The elder's caregiver will examine his body closely for injuries caused by physical abuse. A caregiver will ask the elder if he has been hit, slapped, injured, or touched sexually without his consent. Caregivers may also want to know who the abuser is, and how long the abuse has been happening.
- Blood and urine tests: Blood and urine tests may be done to check for health problems, such as malnutrition or infection.
- Pelvic exam: Women may need to have this exam so caregivers can check for any injuries that may have resulted from the abuse.
- Culture and smear exam: A sample of discharge may be collected from the genitals, and sent to a lab for tests.
- X-rays: X-rays may show if any bones are broken or out of place. X-rays of the elder's chest and abdomen may also be taken.
How is physical abuse of an elder treated?
An elder that has been physically abused may be placed in an adult day care. Special services may be offered to ensure his safety and health.
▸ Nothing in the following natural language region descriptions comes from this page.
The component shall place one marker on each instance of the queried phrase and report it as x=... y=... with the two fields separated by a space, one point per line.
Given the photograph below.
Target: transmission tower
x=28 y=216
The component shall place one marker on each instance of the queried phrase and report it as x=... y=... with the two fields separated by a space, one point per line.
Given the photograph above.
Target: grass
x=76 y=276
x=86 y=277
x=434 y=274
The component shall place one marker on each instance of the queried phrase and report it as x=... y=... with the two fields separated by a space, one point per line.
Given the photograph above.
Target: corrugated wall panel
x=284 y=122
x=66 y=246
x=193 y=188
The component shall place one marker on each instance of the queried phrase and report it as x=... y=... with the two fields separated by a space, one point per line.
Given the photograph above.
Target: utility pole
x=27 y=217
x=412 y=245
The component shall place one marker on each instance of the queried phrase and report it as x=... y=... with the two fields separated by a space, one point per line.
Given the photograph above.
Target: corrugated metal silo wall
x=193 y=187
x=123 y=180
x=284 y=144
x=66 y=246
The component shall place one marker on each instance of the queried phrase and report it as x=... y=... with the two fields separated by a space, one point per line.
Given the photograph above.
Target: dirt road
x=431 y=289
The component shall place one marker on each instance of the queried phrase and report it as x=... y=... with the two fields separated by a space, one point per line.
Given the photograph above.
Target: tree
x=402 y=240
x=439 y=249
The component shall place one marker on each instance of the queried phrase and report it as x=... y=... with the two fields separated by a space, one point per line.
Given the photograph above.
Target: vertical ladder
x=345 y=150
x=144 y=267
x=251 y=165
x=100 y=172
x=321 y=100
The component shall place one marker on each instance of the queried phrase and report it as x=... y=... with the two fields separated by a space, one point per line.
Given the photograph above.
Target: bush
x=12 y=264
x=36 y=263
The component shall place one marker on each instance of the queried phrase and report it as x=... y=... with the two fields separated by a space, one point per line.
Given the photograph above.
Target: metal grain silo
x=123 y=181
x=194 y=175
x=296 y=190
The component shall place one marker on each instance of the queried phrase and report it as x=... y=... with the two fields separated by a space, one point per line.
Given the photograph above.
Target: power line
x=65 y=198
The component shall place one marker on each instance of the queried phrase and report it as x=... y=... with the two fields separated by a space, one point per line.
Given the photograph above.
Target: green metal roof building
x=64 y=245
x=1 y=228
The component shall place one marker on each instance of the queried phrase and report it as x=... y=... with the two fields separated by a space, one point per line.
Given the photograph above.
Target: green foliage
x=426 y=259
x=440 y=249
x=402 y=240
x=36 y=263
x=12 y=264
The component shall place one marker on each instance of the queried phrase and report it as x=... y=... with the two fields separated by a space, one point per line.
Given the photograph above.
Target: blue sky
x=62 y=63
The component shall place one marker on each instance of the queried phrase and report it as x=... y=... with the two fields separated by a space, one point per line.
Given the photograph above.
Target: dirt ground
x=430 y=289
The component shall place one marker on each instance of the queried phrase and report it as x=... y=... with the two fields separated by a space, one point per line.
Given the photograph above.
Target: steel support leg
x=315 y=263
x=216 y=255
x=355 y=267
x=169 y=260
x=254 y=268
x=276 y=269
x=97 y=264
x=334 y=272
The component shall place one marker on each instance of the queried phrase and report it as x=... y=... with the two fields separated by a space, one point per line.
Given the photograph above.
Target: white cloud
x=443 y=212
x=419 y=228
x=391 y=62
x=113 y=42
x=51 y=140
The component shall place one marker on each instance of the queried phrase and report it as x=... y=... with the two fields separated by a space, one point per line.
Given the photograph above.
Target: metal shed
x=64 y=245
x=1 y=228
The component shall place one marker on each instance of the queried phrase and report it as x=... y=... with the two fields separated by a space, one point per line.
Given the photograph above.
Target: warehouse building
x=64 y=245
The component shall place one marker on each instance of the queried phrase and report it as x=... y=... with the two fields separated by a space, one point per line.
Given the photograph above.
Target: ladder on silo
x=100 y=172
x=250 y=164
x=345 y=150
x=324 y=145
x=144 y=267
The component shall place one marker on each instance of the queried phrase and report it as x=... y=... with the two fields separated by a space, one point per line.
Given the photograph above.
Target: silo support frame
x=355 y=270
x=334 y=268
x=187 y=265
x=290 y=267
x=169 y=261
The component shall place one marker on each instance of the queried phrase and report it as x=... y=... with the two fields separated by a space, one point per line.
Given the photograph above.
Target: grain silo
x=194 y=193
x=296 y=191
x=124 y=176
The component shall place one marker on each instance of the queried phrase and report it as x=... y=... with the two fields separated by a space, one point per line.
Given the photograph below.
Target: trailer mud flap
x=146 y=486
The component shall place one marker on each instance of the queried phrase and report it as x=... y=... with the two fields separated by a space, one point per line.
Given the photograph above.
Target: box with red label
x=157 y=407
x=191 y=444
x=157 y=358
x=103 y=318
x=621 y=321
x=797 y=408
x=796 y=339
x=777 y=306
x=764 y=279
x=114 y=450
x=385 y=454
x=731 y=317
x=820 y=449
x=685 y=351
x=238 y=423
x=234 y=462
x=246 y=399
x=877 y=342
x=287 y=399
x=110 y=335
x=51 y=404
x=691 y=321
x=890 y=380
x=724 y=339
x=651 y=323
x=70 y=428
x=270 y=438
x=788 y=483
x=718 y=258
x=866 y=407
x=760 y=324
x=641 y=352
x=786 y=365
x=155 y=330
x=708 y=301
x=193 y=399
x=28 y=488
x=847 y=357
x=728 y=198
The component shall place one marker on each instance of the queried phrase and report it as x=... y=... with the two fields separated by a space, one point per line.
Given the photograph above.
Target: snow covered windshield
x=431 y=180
- Counseling: Physical abuse may cause the elder to feel scared, depressed, or anxious. The elder's caregiver may suggest that he see a counselor to talk about how he is feeling.
- Medicines: Caregivers may give the elder medicine to help ease his pain. He may need antibiotic medicine or a tetanus shot if there is an open wound. Medicines may also be given if he has other medical conditions.
- Surgery: The elder may need surgery to treat injuries. Surgery may return bones to their normal position if there is a broken bone. Surgery may also be needed to correct a deformity or treat other injuries.
What are the risks of physical abuse of an elder?
The elder may bleed or get an infection if he has surgery to treat his wounds, fractures, or other injuries. If left untreated, he may develop serious health and emotional problems. Repeated physical abuse may lead to severe injuries or death. He may also become depressed.
How can I help the elder?
- Report physical abuse: It may be hard to report physical abuse, but it is very important. Caregivers can help the elder if he is at risk for or is a victim of physical abuse.
- Attend follow-up visits with the elder: A caregiver may talk to you, the elder, his family, friends, or those who should be held responsible for physical abuse. This may include what may happen if physical abuse does not stop.
Where can I find support and more information?
- National Center on Elder Abuse
101 The City Drive South 200 Building
Orange , CA 92868
Phone: 1- 855 - 500-3537
Web Address: http://www.ncea.aoa.gov/NCEAroot/Main_Site/Index.aspx
When should I contact the elder's caregiver?
Contact his caregiver if:
- The elder cannot get to his next office visit.
- The elder has new signs and symptoms.
- You or the elder has questions or concerns about his condition or care.
When should I seek immediate care for the elder?
Seek care immediately or call 911 if:
- The elder feels like hurting himself or someone else.
- The elder feels that he cannot cope with the abuse, or his recovery from it.
- The elder has shortness of breath, chest pain, or a fast heartbeat.
Care AgreementThe elder has the right to help plan his own care. To help with this plan, he must learn about his health condition, and how it may be treated. He can then discuss treatment options with his caregivers. Working with them will help to decide what care and treatment may be used. The elder always has the right to refuse treatment.The above information is an educational aid only. It is not intended as medical advice for individual conditions or treatments. Talk to your doctor, nurse or pharmacist before following any medical regimen to see if it is safe and effective for you.